Lo’steria è esattamente il posto che a Ponte Milvio non ti aspetti, come mai questa scelta di “rottura”?
Onestamente non vedo l’osteria come un locale di rottura , almeno per quanto riguarda la proposta che è strettamente legata alla tradizione senza rivisitazioni o stravaganze. Forse la rottura sta nel fatto che nel mio locale si punta forte sulla qualità e questo purtroppo non è certamente comune nella zona in cui ci troviamo.
Tu selezioni materie prime del territorio, come i guanciali di Bassiano, i pecorini della Tuscia ed i carciofi di Ladispoli, la cultura romana è molto presente nei tuoi piatti, ci racconti di più delle qualità di questi prodotti?
Credo fermamente che ci sia bisogno di giovani cuochi che possano portare avanti la tradizione più vera senza farsi affascinare troppo dalle nuove tecnologie e dall’ossessione di dover essere originali ad ogni costo, e secondo me per raggiungere questo obiettivo è determinante scegliere con cura le materie prime. Questo è un aspetto per me molto stimolante e che occupa gran parte del mio tempo.

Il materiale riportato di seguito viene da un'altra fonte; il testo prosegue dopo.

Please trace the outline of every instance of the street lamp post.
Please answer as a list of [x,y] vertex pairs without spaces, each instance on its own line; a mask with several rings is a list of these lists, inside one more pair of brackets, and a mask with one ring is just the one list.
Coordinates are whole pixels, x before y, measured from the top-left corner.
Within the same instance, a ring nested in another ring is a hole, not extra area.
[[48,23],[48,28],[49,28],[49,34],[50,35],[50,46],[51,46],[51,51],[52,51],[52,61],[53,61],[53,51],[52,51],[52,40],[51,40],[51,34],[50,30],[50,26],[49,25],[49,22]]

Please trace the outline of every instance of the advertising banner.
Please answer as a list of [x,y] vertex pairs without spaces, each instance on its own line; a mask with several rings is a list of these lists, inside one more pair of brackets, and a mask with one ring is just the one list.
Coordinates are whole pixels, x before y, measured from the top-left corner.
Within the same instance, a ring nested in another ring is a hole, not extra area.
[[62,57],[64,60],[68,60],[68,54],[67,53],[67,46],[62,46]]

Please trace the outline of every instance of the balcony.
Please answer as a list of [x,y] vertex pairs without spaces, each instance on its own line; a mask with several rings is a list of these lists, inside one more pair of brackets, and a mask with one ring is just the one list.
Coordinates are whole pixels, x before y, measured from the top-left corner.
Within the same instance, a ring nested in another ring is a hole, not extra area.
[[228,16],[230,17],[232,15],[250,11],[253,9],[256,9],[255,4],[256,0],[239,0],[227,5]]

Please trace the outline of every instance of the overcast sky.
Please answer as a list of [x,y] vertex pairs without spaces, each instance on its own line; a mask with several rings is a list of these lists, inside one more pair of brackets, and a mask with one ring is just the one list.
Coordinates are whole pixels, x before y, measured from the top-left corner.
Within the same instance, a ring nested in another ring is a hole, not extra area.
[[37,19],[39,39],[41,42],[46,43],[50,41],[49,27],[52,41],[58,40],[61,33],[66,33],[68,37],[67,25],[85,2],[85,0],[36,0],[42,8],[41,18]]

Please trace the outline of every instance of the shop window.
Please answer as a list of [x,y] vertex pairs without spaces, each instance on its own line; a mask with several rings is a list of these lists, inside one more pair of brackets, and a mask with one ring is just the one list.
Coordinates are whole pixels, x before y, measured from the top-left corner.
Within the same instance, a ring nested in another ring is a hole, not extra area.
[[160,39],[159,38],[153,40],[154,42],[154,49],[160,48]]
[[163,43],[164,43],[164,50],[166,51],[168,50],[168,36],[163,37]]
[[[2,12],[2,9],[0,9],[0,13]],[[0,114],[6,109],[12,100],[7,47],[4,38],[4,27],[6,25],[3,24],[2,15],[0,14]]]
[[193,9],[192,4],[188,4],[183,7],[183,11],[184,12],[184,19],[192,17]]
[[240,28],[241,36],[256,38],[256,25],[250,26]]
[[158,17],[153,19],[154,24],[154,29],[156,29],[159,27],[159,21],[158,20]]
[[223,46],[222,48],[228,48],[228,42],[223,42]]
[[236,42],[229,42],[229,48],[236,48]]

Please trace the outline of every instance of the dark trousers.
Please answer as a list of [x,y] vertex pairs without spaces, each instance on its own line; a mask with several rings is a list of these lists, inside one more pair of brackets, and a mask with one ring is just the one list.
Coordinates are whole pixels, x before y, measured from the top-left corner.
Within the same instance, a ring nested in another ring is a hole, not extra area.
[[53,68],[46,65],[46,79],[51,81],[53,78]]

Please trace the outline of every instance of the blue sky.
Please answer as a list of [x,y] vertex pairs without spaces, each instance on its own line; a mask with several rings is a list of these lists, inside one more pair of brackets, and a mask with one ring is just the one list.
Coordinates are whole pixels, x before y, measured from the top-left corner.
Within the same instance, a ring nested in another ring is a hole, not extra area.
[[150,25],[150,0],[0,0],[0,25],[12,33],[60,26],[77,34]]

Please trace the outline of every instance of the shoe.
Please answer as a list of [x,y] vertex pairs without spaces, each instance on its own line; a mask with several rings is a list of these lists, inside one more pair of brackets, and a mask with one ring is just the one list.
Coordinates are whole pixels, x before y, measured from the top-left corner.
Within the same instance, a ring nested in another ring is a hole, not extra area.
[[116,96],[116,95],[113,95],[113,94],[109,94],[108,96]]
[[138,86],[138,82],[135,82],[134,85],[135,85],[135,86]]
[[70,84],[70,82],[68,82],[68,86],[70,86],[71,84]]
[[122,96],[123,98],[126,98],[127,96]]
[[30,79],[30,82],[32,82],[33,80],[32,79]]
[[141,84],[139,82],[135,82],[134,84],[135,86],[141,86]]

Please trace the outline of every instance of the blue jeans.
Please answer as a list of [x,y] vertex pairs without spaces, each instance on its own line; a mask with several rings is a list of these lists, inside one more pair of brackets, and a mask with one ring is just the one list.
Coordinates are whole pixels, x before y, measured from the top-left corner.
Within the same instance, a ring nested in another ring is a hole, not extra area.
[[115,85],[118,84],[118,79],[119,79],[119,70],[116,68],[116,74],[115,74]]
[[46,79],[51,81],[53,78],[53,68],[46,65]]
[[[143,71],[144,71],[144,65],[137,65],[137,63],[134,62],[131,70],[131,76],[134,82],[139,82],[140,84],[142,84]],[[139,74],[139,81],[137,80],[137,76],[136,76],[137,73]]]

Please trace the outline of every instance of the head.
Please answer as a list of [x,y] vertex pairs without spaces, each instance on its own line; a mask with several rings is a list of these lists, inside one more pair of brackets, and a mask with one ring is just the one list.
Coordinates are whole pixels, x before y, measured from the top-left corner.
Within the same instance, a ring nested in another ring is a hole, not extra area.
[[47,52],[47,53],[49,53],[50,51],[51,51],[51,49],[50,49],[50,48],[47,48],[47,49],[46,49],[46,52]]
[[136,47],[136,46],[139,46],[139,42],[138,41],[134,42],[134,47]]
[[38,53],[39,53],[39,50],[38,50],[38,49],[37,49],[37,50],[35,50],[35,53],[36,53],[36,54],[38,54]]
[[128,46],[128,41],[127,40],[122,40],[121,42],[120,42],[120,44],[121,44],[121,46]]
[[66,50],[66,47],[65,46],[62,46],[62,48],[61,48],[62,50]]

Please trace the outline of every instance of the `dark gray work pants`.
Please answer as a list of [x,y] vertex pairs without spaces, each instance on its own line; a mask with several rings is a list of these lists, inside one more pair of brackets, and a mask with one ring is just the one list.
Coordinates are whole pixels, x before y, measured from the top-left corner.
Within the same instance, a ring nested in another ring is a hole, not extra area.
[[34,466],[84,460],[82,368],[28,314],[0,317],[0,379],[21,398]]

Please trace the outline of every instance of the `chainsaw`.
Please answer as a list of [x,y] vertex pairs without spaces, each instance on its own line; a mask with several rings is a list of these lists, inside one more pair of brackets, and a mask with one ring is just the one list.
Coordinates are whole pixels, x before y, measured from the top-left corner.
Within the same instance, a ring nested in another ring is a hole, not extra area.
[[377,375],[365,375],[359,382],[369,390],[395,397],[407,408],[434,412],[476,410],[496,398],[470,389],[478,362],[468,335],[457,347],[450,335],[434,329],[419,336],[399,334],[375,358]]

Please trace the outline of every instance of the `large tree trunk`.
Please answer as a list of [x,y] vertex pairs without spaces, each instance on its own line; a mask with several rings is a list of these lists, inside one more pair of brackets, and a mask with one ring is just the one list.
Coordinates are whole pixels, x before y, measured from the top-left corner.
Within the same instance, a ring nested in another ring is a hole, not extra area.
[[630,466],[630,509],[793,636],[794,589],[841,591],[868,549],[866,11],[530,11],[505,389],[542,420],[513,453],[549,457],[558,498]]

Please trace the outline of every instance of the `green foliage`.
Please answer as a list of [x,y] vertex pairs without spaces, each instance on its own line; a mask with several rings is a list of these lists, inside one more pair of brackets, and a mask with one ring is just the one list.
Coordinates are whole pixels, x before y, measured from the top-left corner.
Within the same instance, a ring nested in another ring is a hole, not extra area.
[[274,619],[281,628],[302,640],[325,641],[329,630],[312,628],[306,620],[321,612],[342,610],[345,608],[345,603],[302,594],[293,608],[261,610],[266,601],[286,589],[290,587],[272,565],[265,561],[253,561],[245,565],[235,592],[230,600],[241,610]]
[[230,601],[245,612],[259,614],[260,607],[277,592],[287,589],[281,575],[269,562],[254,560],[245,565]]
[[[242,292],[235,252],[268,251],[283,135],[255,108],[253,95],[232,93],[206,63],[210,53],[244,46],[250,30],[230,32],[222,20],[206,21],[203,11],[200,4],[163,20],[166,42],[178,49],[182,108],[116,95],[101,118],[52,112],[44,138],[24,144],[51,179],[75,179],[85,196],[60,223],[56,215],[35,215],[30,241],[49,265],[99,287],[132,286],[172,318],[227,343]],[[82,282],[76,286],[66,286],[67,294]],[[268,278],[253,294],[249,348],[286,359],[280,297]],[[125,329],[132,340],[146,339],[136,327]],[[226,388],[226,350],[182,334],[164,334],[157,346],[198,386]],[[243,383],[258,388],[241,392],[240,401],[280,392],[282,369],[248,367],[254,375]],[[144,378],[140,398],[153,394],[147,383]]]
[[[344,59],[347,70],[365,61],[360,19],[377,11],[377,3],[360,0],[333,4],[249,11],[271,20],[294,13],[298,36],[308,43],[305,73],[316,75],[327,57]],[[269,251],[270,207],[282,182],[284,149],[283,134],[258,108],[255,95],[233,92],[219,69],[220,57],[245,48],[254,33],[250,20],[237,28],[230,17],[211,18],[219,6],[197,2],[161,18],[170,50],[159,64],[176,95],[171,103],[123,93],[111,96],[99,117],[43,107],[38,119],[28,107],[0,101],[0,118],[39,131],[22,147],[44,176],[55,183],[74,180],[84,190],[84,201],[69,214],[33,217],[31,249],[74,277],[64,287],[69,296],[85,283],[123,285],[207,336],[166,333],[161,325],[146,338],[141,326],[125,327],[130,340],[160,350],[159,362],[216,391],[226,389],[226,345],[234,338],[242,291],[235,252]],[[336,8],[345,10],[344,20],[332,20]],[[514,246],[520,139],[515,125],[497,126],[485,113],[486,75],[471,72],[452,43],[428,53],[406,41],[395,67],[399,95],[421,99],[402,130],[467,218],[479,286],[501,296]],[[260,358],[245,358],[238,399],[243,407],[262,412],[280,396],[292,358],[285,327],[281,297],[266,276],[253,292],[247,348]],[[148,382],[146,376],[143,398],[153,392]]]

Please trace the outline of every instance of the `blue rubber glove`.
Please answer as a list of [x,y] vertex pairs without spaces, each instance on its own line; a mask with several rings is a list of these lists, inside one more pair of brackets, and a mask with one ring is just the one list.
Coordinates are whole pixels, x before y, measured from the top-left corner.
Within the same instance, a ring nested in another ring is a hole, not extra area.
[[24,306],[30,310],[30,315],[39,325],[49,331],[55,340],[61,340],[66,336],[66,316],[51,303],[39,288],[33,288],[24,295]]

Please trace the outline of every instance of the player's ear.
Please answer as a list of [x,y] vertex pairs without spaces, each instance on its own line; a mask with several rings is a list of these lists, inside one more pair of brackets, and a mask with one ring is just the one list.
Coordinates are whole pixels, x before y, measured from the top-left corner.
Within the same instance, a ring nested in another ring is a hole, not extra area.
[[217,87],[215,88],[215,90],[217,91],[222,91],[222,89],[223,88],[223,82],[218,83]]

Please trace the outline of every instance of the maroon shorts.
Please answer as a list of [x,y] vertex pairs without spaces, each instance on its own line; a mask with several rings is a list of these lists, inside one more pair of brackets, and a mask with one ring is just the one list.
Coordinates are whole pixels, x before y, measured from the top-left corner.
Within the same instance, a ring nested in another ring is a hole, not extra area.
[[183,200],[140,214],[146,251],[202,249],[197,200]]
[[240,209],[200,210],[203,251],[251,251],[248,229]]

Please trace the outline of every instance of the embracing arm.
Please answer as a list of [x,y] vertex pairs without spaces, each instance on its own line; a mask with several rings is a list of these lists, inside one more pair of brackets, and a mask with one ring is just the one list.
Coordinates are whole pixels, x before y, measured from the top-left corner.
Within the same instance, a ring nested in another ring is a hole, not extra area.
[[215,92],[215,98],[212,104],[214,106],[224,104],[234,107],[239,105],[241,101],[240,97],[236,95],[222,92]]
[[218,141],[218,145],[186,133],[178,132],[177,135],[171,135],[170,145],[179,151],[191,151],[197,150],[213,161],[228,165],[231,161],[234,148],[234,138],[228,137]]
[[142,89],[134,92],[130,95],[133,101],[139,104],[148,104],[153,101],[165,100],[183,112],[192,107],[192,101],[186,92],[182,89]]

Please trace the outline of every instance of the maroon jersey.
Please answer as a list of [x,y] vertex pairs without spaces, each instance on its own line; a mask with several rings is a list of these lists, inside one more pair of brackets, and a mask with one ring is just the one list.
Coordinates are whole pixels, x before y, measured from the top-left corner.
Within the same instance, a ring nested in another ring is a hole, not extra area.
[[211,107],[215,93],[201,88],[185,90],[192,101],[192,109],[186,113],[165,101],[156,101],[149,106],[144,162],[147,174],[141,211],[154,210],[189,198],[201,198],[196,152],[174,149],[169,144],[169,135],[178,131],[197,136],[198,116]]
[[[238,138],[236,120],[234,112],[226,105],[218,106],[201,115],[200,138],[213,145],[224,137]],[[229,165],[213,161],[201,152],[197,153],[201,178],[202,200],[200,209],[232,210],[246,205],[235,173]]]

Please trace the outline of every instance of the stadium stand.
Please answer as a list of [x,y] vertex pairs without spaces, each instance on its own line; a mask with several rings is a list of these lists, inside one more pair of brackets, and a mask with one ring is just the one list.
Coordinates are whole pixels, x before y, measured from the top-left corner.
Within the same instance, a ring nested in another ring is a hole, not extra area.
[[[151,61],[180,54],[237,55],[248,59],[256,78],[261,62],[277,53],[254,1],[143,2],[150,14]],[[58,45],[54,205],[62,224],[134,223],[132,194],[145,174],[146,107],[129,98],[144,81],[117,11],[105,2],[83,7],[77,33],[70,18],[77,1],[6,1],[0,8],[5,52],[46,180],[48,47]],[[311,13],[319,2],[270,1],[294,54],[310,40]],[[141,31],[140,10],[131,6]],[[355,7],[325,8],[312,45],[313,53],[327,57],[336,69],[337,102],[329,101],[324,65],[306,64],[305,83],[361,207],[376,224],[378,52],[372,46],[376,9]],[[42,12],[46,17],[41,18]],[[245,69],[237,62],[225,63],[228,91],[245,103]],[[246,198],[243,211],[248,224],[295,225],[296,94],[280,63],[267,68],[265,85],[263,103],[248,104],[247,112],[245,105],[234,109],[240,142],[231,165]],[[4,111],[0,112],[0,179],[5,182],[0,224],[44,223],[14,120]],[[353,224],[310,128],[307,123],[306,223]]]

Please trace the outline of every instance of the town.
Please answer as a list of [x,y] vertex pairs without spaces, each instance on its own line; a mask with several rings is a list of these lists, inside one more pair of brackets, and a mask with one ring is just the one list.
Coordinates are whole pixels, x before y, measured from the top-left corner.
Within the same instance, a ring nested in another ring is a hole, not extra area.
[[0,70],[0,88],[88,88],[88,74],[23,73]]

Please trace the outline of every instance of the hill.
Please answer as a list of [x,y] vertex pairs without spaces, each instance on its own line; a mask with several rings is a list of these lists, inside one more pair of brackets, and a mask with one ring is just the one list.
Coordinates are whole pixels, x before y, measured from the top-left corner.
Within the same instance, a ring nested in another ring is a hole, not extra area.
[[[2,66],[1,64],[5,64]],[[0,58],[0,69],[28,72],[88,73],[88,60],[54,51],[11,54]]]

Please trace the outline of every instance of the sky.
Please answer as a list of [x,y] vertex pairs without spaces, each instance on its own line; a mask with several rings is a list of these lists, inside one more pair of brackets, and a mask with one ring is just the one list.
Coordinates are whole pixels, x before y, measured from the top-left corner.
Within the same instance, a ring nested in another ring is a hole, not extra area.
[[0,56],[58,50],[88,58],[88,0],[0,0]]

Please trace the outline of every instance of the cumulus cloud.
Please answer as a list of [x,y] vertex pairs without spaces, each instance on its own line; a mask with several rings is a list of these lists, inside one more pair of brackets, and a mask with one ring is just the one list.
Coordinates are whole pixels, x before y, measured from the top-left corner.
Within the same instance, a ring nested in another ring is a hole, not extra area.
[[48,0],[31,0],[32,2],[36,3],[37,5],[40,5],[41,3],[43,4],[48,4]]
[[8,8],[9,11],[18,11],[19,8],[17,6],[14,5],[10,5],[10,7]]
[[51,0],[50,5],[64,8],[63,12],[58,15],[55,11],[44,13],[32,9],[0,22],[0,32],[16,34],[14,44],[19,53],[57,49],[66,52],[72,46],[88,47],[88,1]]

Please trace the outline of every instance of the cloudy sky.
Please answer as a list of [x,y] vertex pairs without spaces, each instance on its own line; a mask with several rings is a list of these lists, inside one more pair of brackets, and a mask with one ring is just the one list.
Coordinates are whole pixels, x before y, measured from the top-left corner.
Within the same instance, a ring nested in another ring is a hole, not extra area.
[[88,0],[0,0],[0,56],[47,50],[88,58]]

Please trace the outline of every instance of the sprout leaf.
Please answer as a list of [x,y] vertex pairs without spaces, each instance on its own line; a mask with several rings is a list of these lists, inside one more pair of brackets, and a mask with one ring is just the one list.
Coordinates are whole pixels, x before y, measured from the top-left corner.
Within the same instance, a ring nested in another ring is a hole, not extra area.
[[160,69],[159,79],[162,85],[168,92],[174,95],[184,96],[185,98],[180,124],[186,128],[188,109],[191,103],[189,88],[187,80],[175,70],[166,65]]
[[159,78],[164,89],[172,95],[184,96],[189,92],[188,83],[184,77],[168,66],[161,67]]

Il motto sul sito dice molto: “Non ricerchiamo l’apparenza ma bensì il contenuto: da noi si viene soprattutto per mangiare e bere bene”. Qual è la risposta dei clienti a questa tua filosofia?
Fortunatamente le cose vanno molto bene , il locale dopo sei anni ha raggiunto ormai la sua maturità e credo che ormai molte persone abbiano capito il nostro messaggio. È questo che ci da ogni giorno la voglia di continuare a migliorarci.
Abbiamo una clientela molto trasversale, giovani e meno giovani, romani e turisti e questo è un aspetto che mi piace molto.
Molti piatti sono in gran parte devoti al quinto quarto, puoi descriverci alcune preparazioni?
Le preparazioni in cui utilizziamo interiora sono molte, a me piace cambiare e proporre ai miei clienti soprattutto giovani e giovanissimi cose che ormai non sono molto diffuse tra le nuove generazioni.
Sono un grande appassionato di trippa , di coda e di animelle; in realtà cuciniamo davvero di tutto e in molti modi ma sempre cercando di rispettare la tradizione e soprattutto gli ingredienti.
Qual è il piatto della tradizione romana a cui sei più legato e perché ?
La coda è il piatto del cuore , rappresenta pienamente lo spirito della cucina romana, povera ma ricca, golosa e appagante.
Potrei vivere di scarpetta fatta con un ottimo pane e il sugo della coda alla vaccinara.
Ci inviti a cena cosa ci prepari?
È complicato per me consigliare un piatto, sono o tutti miei “figli” comunque non mi perderei l’amatriciana.